Cette nouvelle session devrait permettre aux parlementaires de poursuivre l’examen des textes restés en attente. Parmi les dossiers susceptibles d’être abordés figure la demande de mise en accusation de Andry Rajoelina devant la Haute Cour de justice. Ce dossier avait été évoqué par Siteny Randrianasoloniaiko, président de l’Assemblée nationale, durant la session ordinaire. Il avait indiqué que son examen ne pouvait pas encore intervenir, les « conditions financières et les formalités administratives» nécessaires n’étant pas encore réunies.
Outre les dossiers institutionnels, un projet de loi portant sur la cybercriminalité figure également parmi les textes annoncés en Conseil des ministres. Ce texte vise à renforcer le cadre juridique en vigueur, alors que la lutte contre les infractions commises dans l’espace numérique constitue un enjeu croissant.
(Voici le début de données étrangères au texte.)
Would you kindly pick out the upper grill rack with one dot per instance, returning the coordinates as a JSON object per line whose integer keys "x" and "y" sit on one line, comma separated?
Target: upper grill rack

Le dispositif actuel repose notamment sur la loi n° 2014-006 relative à la lutte contre la cybercriminalité, qui dispose que « la cybercriminalité désigne tout fait illégal commis au moyen d’un système ou d’un réseau informatique ou de tout autre réseau physique connexe ou en relation avec un système d’information ».
La tenue de cette session extraordinaire permettra ainsi à l’Assemblée nationale de reprendre ses travaux législatifs sur plusieurs dossiers en suspens. Les débats des députés permettront de préciser les textes effectivement inscrits à l’ordre du jour ainsi que les décisions attendues.